Breast Self-Examination

The result of studies

Before the introduction of mass screening programs, the vast majority of tumours were reputed to have been detected by the women themselves. As a consequence of this, breast self-examination(BSE) was and is advocated by various bodies and organizations in the hopeful expectation that early detection will result in improved survival.

Five studies have shown an association between the practice of BSE and factors associated with better survival, such as stage, tumour size or axillary node involvement, but other studies have shown no benefit.

Four studies compared the survival rates from breast cancer in women who had been taught or practiced BSE and in those who had not been instructed or did not practice it. Foster looked at those who had performed it regularly with those who had not.
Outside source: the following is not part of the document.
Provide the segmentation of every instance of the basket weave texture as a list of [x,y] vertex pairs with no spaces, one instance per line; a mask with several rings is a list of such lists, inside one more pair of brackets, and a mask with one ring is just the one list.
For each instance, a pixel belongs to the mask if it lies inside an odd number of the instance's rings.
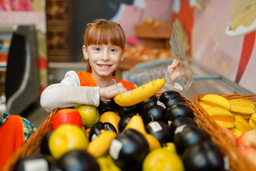
[[[231,168],[235,170],[256,170],[256,166],[249,161],[242,152],[234,144],[231,139],[208,115],[199,104],[199,100],[205,95],[194,96],[192,109],[201,125],[210,135],[213,140],[220,147],[222,152],[229,157]],[[240,94],[219,94],[227,100],[244,99],[256,101],[256,95],[241,95]]]
[[[159,97],[161,92],[156,95]],[[204,129],[212,137],[213,140],[221,148],[224,153],[229,157],[231,169],[235,170],[256,170],[256,168],[248,161],[231,140],[225,135],[221,128],[209,116],[199,104],[199,100],[205,95],[194,96],[193,102],[181,94],[185,102],[192,108],[194,120],[198,126]],[[243,98],[256,101],[256,95],[242,96],[239,94],[220,95],[230,100]],[[8,161],[3,171],[13,170],[16,162],[21,158],[40,154],[40,144],[45,134],[51,129],[53,117],[59,109],[53,111],[39,127],[35,132],[17,150]]]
At five years the respective rates were 75% and 57%. Locker compared all those invited to attend an instructive course in BSE with an historical group of cases. The latter had slightly better survival despite having poorer prognostic indicators.

However, after seven years of follow-up those in the instructed group who attended had a significantly lower mortality in contrast with those who did not attend. Le Geyte compared those who practiced BSE with those who had never been taught it. After 6 years of follow-up the respective survival rates were 73.1% and 66.1% (p=0.07).